Fórum Econômico Mundial discute cooperação global em Davos

Evento vai até sexta-feira com a participação de líderes político-econômicos de todo o mundo; Haddad e Marina lideram delegação brasileira.

Começou nesta segunda-feira (16) mais uma edição do Fórum Econômico Mundial, em Davos, na Suíça. O evento que reúne a elite político-econômica do planeta tem como tema este ano “Cooperação em um mundo fragmentado” e tenta reconstruir colaborações multilaterais num mundo afetado, nos últimos anos, pela pandemia de covid-19 e pela guerra entre Rússia e Ucrânia, que ameaça envolver outros agentes, 

Esta é a primeira edição do evento realizada no período tradicional, no começo do ano, desde a edição de 2020, que aconteceu antes do decreto da pandemia. Em 2021 o evento foi cancelado e, no ano passado, aconteceu em maio.

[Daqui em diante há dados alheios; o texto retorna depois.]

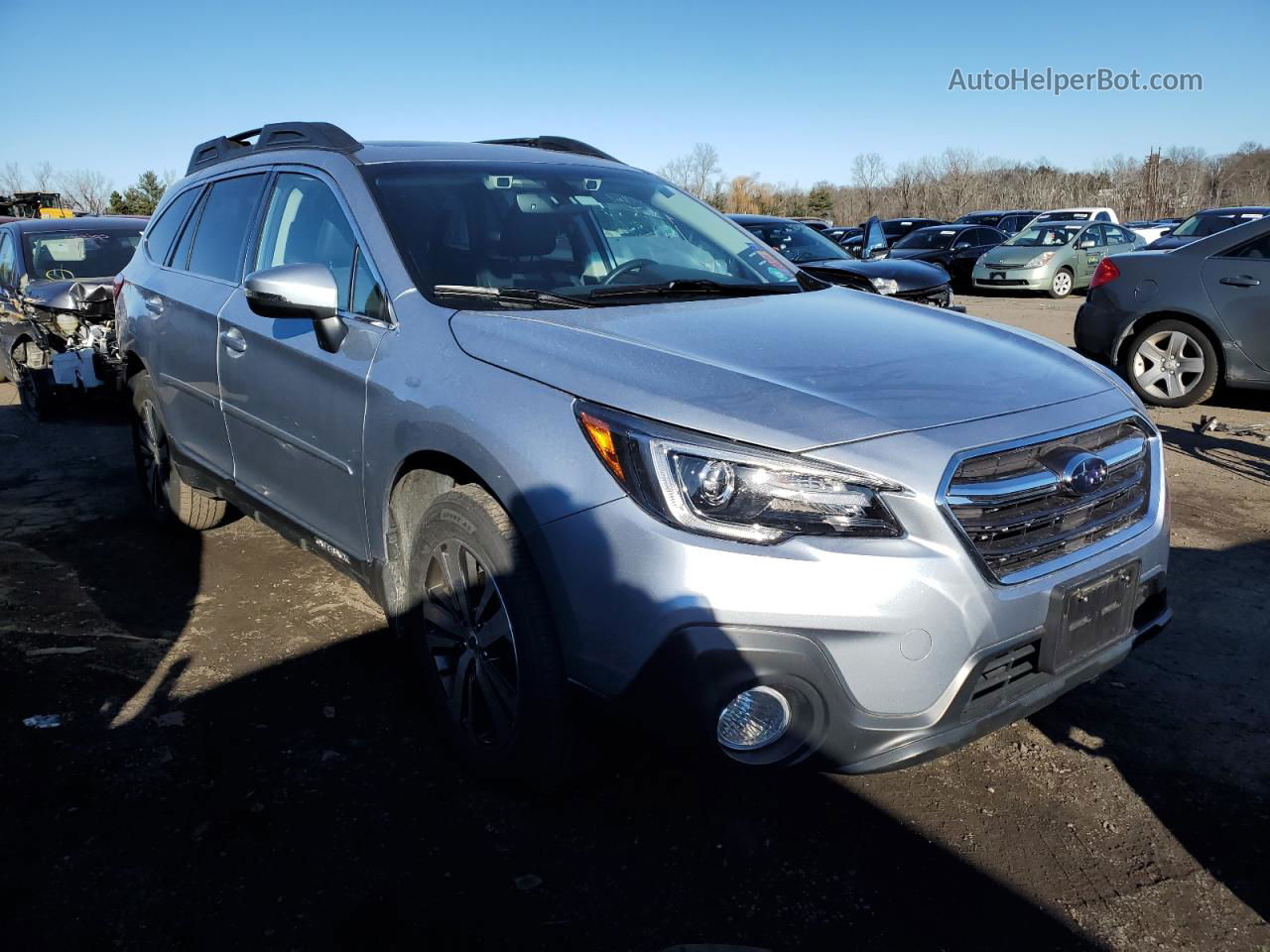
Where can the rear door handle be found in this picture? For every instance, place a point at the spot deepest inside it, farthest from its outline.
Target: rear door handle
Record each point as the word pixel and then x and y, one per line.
pixel 232 340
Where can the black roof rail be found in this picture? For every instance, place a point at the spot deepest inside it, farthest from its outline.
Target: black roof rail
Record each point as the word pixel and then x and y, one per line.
pixel 553 144
pixel 276 135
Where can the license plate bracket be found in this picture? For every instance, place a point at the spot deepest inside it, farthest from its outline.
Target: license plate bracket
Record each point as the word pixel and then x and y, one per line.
pixel 1089 615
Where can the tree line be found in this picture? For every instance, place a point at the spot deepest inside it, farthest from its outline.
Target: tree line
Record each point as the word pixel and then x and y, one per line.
pixel 1178 180
pixel 1173 181
pixel 87 190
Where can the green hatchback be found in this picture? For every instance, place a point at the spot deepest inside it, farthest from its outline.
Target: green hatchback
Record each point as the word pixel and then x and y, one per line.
pixel 1057 257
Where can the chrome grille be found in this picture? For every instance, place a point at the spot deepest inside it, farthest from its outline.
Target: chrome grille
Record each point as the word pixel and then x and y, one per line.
pixel 1017 513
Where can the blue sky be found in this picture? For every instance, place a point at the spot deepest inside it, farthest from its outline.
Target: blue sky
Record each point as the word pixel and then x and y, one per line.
pixel 788 90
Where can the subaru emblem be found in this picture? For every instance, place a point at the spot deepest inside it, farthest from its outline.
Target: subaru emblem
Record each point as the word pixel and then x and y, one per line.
pixel 1084 474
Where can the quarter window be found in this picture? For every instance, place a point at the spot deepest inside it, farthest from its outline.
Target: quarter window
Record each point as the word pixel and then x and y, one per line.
pixel 164 227
pixel 8 272
pixel 222 227
pixel 305 225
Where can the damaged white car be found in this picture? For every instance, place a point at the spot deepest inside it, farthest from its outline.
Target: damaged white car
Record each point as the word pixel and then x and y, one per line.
pixel 58 307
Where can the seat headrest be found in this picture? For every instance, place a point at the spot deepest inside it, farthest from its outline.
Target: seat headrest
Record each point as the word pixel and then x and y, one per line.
pixel 530 234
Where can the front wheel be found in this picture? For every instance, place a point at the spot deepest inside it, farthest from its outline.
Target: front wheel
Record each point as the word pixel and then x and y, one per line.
pixel 1171 363
pixel 168 497
pixel 1061 285
pixel 480 630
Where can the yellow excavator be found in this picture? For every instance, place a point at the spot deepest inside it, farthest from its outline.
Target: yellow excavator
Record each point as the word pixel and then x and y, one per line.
pixel 35 204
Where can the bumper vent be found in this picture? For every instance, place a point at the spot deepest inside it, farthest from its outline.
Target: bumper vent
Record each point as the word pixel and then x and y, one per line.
pixel 1020 508
pixel 1003 676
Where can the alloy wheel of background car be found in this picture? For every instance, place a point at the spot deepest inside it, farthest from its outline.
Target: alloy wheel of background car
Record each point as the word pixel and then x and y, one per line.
pixel 1171 363
pixel 471 643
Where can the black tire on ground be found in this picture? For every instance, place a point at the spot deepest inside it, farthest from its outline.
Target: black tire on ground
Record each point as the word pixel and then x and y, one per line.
pixel 169 498
pixel 488 655
pixel 1061 287
pixel 1171 363
pixel 36 393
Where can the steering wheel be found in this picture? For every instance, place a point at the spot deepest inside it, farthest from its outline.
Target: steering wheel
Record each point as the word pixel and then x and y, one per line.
pixel 626 268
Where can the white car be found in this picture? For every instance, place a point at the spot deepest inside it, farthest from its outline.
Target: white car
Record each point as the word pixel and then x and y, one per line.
pixel 1075 214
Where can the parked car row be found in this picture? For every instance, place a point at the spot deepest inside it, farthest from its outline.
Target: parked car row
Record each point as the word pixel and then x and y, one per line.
pixel 575 430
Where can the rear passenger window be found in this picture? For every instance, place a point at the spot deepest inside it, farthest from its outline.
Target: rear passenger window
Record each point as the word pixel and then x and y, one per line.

A pandemia e a disputa territorial entre russos e ucrananos, contudo, permanecem como assuntos fundamentais. No caso da covid-19, ainda se discute se a onda mais recente de casos na China, que explodiu após o abandono das políticas de covid zero, pode se alastrar pelo resto do mundo.

Mesmo que isso não aconteça, a pandemia marcou a postura de algumas empresas de tentar reduzir sua dependência da infra-estrutura industrial chinesa – caso da Apple, que transferiu parte de sua produção para unidades na Índia e no Vietnã, segundo o jornal Financial Times.

Klaus Schwab, o engenheiro e economista alemão que criou o Fórum, em 1971, e organiza anualmente o evento em Davos desde 1988, vê o mundo ameaçado por uma “persistência de múltiplas crises sem precedentes – socioeconômicos, ambientais, sociais e geopolíticos”, mas tenta levar os líderes presentes ao evento a uma perspectiva construtiva de médio e longo prazo.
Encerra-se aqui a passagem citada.